The trial court erred in admitting that affidavit over the objection of appellant's counsel because section
34, Rule 132 of the Rules of Court provides that documents written in an unofficial language shall not be
admitted as evidence, unless accompanied with a translation into English, Spanish or the national
language "To avoid interruption of proceedings, parties or their attorneys are directed to have such
translation prepared before trial" (See. 34).

Salison vs. People


FACTS:
ISSUE:
RULING:
Appellant, however, maintains that said written statement, which was reduced into writing by witness
Patricia Alcoseba and purporting to be a dying declaration, is inadmissible as evidence since it was in the
Cebuano regional language and was not accompanied with a translation in English or Pilipino.

While Rule 132, Sec. 33 renders documents unaccompanied by the official translation as inadmissible, in
the interest of justice, the prohibition should not apply in this case since Salison failed to object to the
document’s admissibility.

What further strengthens the case of the prosecution was the declaration of Valmoria, made and signed
by him right after the incident, as to who were responsible for the injuries he sustained. Appellant,
however, maintains that said written statement, which was reduced into writing by witness Patricia
Alcoseba and purporting to be a dying declaration, is inadmissible as evidence since it was in the
Cebuano regional language and was not accompanied with a translation in English or Pilipino.

However, as correctly observed by the Solicitor General:

The records do not disclose that the defense offered any objection to the admission of the declaration.
Thus, the defense waived whatever infirmity the document had at the time of its submission as
evidence. The declaration can be translated into English or Pilipino as it is already admitted in evidence
and forms part of the record. 24

Also, while such statement was given, as in the nature of things they are generally in oral form, they are
not thereby rendered inadmissible as they may even be communicated by means of signs. If the
declarations have thereafter been reduced to writing and signed by the declarant, the writing is
generally held to be the best evidence, and it must be produced. 25

More than once, this Court has taken into consideration documents written in a Philippine dialect,
unaccompanied by the required translation but which had been admitted in evidence without objection
by the accused.26 In those instances, the Court merely ordered official translations to be made. It is true
that Section 33, Rule 132 of the revised Rules of Court now prohibits the admission of such document in
an unofficial language but we believe that in the interest of justice, such injunction should not be taken
literally here, especially since no objection thereto was interposed by appellant, aside from the fact that
appellant, the concerned parties and the judicial authorities or personnel concerned appeared to be
familiar with or knowledgeable of Cebuano in which the document was written. There was, therefore,
no prejudice caused to appellant and no reversible error was committed by that lapse of the trial court.

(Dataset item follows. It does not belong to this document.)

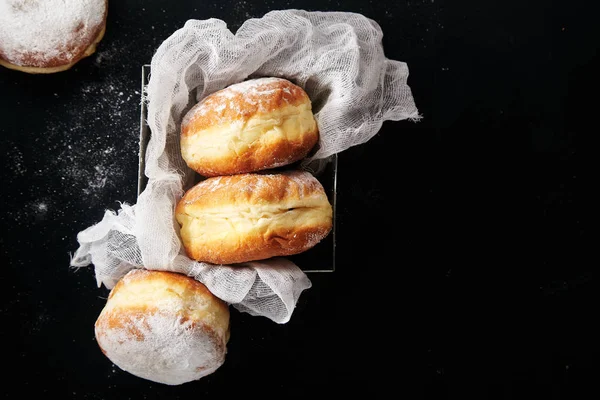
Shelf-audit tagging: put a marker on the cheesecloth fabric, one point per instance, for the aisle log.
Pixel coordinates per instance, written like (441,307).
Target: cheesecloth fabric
(337,57)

Also, the written declaration was duly presented during the trial and the person who reduced the
victim's declaration into writing was thoroughly questioned by the court and the prosecutor, and cross-
examined by the defense counsel. The witness was able to explain and discuss what was written in the
declaration and how she came to prepare the same. Significantly, everything written in that declaration
of the victim was confirmed by the Government's eyewitnesses. Appellant's argument regarding the
inadmissibility of the declaration on a mere technicality would mean the loss of a vital piece of evidence
that could yield the true facts and give retributive justice in the murder of Valmoria.